CARACAS, Venezuela — The latest on Venezuela’s presidential election amid an economic and political crisis (all times local):

7:30 p.m.

Venezuelan officials say they’re transferring 72 inmates from a jail a day after several detainees sent urgent messages begging for outside help.

Attorney General Tarek William Saab announced on Twitter Thursday the inmates would first get medical check-ups before being been taken to other detention centers.

A day earlier, inmates protested poor conditions and posted on social media that their lives were in danger. Officials haven’t said which inmates they’re moving.

An estimated 340 inmates are held in the Helicoide, a building run by Venezuela’s political police.

One of the inmates is jailed Utah man Joshua Holt, detained for two years on what U.S. officials call trumped up weapons charges.

The unrest flared up days before Sunday’s election when President Nicolas Maduro seeks a second term.

7:10 p.m.

Authorities in Colombia say they have confiscated over 25,000 boxes of food infested with bugs that were destined for low-income Venezuelans.

Colombian President Juan Manuel Santos said Thursday that the boxes were part of a Venezuelan food program that critics accuse Venezuela’s socialist government of using to sway votes.

Investigators in Colombia seized 15 containers Wednesday with 400 tons of food like rice and pasta that officials say wasn’t fit for human consumption.

Authorities say they have identified more than 23 companies involved in the food distribution that have ties to corruption and money laundering.

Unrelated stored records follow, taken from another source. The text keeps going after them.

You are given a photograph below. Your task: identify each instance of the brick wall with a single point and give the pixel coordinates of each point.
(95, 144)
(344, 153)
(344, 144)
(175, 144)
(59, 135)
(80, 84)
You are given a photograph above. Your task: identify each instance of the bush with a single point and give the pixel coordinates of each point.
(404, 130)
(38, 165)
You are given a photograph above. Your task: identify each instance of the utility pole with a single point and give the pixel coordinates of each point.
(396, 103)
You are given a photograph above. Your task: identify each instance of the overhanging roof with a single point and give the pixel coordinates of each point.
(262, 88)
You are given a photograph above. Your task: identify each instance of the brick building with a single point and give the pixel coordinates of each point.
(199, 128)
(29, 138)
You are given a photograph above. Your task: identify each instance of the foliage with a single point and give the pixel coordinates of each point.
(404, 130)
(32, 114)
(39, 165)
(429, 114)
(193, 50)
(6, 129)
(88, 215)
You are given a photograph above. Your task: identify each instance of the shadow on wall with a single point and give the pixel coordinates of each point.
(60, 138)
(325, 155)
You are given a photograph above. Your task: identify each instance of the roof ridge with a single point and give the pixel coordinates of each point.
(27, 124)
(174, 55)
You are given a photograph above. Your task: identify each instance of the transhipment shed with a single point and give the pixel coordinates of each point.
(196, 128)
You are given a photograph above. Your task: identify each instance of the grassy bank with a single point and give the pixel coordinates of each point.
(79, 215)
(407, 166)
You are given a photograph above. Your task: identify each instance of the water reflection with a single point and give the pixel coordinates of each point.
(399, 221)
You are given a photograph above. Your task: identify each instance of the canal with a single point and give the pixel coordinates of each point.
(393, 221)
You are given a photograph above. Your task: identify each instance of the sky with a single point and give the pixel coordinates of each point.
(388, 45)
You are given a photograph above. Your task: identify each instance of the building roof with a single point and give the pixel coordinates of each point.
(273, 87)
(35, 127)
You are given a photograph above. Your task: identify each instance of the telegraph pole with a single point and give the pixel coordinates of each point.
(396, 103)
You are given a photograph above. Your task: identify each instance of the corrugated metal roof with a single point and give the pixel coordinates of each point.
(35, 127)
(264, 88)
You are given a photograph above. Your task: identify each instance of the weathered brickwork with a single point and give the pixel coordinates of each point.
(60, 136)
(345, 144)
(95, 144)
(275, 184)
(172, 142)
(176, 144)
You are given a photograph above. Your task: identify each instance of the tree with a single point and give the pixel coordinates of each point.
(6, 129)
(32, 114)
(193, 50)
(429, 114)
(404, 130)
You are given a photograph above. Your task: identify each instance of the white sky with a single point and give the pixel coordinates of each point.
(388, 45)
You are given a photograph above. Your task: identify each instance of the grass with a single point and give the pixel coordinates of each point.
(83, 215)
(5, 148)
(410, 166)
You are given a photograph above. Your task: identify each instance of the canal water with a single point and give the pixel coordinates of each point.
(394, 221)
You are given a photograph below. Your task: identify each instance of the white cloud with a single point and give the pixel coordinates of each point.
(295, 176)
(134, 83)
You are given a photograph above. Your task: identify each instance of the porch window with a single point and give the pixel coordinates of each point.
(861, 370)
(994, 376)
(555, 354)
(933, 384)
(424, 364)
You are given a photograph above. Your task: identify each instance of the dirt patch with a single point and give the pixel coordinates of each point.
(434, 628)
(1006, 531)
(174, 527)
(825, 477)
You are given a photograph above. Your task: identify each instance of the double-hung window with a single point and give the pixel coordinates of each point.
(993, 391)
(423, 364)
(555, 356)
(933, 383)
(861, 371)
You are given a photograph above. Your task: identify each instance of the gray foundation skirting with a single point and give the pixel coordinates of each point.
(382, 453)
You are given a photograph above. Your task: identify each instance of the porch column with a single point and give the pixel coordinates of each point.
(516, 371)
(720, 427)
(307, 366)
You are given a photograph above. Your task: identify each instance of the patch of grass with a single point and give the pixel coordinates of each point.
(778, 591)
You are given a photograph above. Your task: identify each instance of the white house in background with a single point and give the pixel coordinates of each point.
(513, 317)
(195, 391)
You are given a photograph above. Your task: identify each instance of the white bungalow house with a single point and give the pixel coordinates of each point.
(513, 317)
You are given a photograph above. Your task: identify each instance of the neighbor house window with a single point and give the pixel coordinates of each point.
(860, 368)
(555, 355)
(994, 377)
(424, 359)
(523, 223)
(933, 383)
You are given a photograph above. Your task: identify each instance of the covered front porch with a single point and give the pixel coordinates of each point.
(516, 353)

Santos also says that “trusted intelligence sources” have uncovered a plan by Venezuelan President Nicolas Maduro’s government to transport Colombians to vote for the embattled socialist leader in Sunday’s presidential election. He did not provide any evidence.


5:45 p.m.

President Nicolas Maduro says he’s predicting a decisive victory in this weekend’s election that’s drawn broad international condemnation.

Maduro on Thursday closed his campaign in an energized speech in the capital of Caracas before thousands of cheering supporters.

However, several nations including the United States have rejected it as rigged to ensure Maduro a second six-year term despite a crashing economy.

A once-wealthy oil state, Venezuelans struggle to find food and medicine as runaway inflation has pulverized the value of their money.

Soccer legend Diego Maradona took the stage with Maduro to show his support, dancing in shorts and waving a Venezuelan flag.

Maduro in his remarks asked for all of Venezuela’s turning around the economy, vowing to fight corruption and criminals he blamed for destroying it.


4:05 p.m.

Families are gathered outside the Venezuelan intelligence police headquarters, demanding answers a day after inmates held there posted urgent pleas for help online.

Caracas resident Yesabel Brito was among the angry crowd Thursday pacing outside the building known as the Helicoide. She said officials would tell her nothing about her brother inside.

Unrest in the Caracas jail comes days before Sunday’s presidential elections.

The Helicoide also holds Utah’s Joshua Holt, jailed for two years without trial. Posts from Holt and other inmates say jailers were bent on hurting them.

Brito says officials have jailed her brother three years on suspicion of robbery without justice.

The crowd threw water on presidential candidate Javier Bertucci, who stopped by. They shouted that he was exploiting their quest for justice.

Officials downplayed the unrest, saying the inmates were safely in their cells.